Here’s what a good low level deterministic API might look like:

void generate_public_key(uint8_t       public_key[KEY_SIZE],
                         const uint8_t secret_key[KEY_SIZE]);

int inverse_map(uint8_t       representative[KEY_SIZE],
                const uint8_t public_key    [KEY_SIZE],
                uint8_t       random_tweak);

void direct_map(uint8_t       public_key    [KEY_SIZE],
                const uint8_t representative[KEY_SIZE]);

The first function generates a public key from a secret key. It can be implemented with method 1 or method 2, depending on your use case (method 1 is potentially faster, method 2 potentially requires less code). Implementing both methods and verifying that they behave identically can also be a good test.

The direct and inverse maps behave as expected. Note the added random_tweak for the inverse map, that provides the randomness needed to select the sign of the v-coordinate and properly serialising the representative.

In practice the inverse map is only used with a fresh public key that was generated with the special procedure (method 1 or method 2).

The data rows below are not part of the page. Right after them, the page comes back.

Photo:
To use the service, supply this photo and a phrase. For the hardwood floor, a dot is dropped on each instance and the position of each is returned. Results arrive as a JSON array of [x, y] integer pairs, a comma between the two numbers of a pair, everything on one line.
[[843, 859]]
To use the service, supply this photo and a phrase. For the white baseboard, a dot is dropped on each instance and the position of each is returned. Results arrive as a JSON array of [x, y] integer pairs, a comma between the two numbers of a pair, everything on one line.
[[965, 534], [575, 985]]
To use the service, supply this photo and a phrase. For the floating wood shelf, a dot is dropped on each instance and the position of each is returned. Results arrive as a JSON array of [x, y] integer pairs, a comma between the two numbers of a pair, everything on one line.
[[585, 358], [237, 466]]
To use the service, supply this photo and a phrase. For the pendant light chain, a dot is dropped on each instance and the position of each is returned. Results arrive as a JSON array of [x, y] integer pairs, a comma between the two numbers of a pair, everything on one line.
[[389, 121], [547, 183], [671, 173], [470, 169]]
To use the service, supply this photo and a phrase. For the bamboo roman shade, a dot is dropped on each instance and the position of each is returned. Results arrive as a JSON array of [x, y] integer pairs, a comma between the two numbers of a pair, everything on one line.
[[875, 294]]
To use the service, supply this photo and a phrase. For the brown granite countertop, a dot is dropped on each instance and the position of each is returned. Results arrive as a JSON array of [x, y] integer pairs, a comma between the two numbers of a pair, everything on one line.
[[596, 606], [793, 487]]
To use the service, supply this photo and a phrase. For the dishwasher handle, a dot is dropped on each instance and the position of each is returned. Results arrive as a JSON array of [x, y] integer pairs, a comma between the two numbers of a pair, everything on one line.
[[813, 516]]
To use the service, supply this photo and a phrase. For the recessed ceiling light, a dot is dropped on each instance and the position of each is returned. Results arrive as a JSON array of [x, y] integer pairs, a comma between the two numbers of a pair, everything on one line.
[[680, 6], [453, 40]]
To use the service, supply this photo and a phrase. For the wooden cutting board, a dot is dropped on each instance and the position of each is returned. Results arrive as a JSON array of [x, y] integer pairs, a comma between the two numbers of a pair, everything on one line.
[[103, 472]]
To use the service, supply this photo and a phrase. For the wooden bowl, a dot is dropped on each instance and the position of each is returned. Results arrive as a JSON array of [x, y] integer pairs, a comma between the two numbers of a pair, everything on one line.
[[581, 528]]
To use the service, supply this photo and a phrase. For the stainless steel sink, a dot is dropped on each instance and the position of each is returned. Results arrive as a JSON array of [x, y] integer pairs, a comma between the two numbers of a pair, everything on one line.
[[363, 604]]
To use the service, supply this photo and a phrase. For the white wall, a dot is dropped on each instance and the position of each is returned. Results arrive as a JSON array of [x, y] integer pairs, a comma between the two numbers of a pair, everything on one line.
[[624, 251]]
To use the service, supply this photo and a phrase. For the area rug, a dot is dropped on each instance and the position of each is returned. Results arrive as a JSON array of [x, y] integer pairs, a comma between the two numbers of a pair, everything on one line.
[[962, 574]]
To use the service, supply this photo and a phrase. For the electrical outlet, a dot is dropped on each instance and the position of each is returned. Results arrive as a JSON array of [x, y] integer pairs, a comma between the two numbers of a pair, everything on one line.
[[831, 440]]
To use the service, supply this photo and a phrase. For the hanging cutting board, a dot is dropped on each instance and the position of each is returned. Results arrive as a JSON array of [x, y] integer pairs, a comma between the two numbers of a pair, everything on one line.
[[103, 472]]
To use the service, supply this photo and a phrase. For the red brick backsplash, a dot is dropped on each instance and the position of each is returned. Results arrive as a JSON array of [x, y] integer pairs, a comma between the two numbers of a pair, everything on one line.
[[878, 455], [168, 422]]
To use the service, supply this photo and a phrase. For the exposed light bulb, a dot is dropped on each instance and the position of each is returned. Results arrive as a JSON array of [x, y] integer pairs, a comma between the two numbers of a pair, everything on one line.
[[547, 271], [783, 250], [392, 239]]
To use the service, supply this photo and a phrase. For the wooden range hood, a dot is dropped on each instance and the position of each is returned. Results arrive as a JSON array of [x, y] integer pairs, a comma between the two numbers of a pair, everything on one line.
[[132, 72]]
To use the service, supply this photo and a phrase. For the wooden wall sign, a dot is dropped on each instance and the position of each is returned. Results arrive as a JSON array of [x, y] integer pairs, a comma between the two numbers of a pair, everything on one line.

On top of that it fails half the time, forcing us to generate a new key pair and try again until it works. It makes sense to provide a higher-level function that handles the whole procedure:

void key_pair_deterministic(uint8_t representative[KEY_SIZE],
                            uint8_t secret_key    [KEY_SIZE],
                            uint8_t random_seed[32]);

The random_seed can be expanded with a stream cipher to provide enough randomness for an unlimited number of retries so that the whole function never fails. And it should be automatically wiped after use, which is why it is not const.

Note that this function does not need to provide the public key itself: the party that generates it will send the representative over the network, then only use the secret_key for key exchanges. Of course, the recipient will need the direct_map() to convert the representative they received and complete their end of the key exchange.

Finally, you can provide one high-level function that gathers the randomness itself:

void key_pair_easy(uint8_t representative[KEY_SIZE],
                   uint8_t secret_key    [KEY_SIZE]);

It could call key_pair_deterministic() under the hood, or use the low level functions directly.

Alternative low-level API

Edwards curves and Ristretto implementations tend to have readily available point addition, which we can leverage to simplify the low-level API. The idea is to use the regular public key generation then add a random low order point in the same function that applies the inverse map.

This effectively removes one function from the low level API:

int inverse_map(uint8_t       representative[KEY_SIZE],
                const uint8_t public_key    [KEY_SIZE],
                uint8_t       random_tweak);

void direct_map(uint8_t       public_key    [KEY_SIZE],
                const uint8_t representative[KEY_SIZE]);

There is one crucial difference however: now the tweak determines the value of the low order component, which influences whether the inverse map succeeds or fails. Make sure you don't reuse the random bits of the tweak in this case.

Though this low-level API may be less error prone than the first, writing a high-level one is still recommended. We suggest you implement key_pair_deterministic() and key_pair_easy() on top of regular public key generation and the inverse_map() above.